Wired Strategy for Cross- Industry GrowthBy Alejandro Salas | Wed, 05/20/2020 - 05:00
Q: How important are Mexico’s advanced-manufacturing capabilities for Axon’ Interconex’s operations?
A: Thanks to our IATF and AS9100 quality certifications, automotive remains the most important sector for our Mexico operations, followed by aerospace. These are radically different markets. Automotive is a dynamic, price-sensitive, high-volume market with production programs of five to nine years depending on the platform. Aerospace is a low-volume market with much longer and more technology-intensive production programs but with higher component prices.
Axon’ Interconex is a key supplier of mechatronic connectors and electric motors for window elevators used in FCA cars, for instance.

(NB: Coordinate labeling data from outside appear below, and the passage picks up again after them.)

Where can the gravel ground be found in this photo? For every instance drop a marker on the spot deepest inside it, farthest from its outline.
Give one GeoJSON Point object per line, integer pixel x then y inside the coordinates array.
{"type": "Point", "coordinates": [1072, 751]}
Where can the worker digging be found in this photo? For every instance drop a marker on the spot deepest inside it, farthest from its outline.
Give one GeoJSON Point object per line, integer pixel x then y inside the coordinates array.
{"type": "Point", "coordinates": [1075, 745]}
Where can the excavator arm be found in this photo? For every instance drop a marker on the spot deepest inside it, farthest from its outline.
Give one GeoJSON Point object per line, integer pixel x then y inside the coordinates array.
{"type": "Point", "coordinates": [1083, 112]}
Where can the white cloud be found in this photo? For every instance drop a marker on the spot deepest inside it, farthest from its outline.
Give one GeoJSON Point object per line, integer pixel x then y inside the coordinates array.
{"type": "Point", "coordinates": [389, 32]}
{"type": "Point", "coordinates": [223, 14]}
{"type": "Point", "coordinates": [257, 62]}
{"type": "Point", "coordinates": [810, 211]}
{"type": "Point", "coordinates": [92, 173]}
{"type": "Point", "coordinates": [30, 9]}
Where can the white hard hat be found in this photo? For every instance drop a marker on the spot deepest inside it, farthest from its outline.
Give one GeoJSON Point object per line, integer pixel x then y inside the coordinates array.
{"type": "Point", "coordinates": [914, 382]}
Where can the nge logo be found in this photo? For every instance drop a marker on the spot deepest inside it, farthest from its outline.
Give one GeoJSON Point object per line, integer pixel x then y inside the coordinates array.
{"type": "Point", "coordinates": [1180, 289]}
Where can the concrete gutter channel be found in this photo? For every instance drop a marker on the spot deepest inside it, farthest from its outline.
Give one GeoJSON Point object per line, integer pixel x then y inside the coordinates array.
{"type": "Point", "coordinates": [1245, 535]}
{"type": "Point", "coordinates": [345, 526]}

We also supply flat cables for airbags to several Tier 1 and Tier 2 suppliers, including Kostal, Valeo and Continental.
Q: What are Axon’ Interconex’s main growth projections and expansion plans?
A: Axon’ Interconex needs to further position its brand so new customers are aware of its capabilities. We will achieve this by offering more technical seminars at academic institutions that specialize in electronics, as well as working together with AEM to raise awareness of new challenges in interconnection. We are members of several associations in the automotive and aerospace sectors, including INA, the Queretaro Aerocluster and FEMIA, which has resulted in sound business opportunities. We are part of FEMIA’s Supply Chain Program, which helps us to find good opportunities with potential suppliers that we can support with certifications.
Q: What are the main gaps that still exist within the Mexican automotive wiring segment?
A: There are few business lines in which Axon’ Interconex’s Mexico operations can market its products directly to Mexico-based customers. Although we supply mechatronic components, stamped parts, pins and some automation solutions, wiring is a complicated segment for us to work directly. Most of the decisions to purchase one or another automotive cable come from the US. Companies like Continental may engineer a component proposal in Mexico that is later sent to the US or Germany. There, the company will create and test prototypes and then choose the suppliers that will be used to mass produce the component. Axon’ Interconex’s US sales team has the job of finding the right business opportunities that can be fulfilled in Mexico.
Q: What role will Axon’ Interconex play in the development of the car of the future?
A: Axon’ Interconex is already participating in the electrification of the automotive industry. We supply for Continental’s catalytic converters in Germany and develop harnesses for charging EV batteries. Axon’ Interconex uses flat wires to increase the charging efficiency and speed of these systems while also reducing their weight.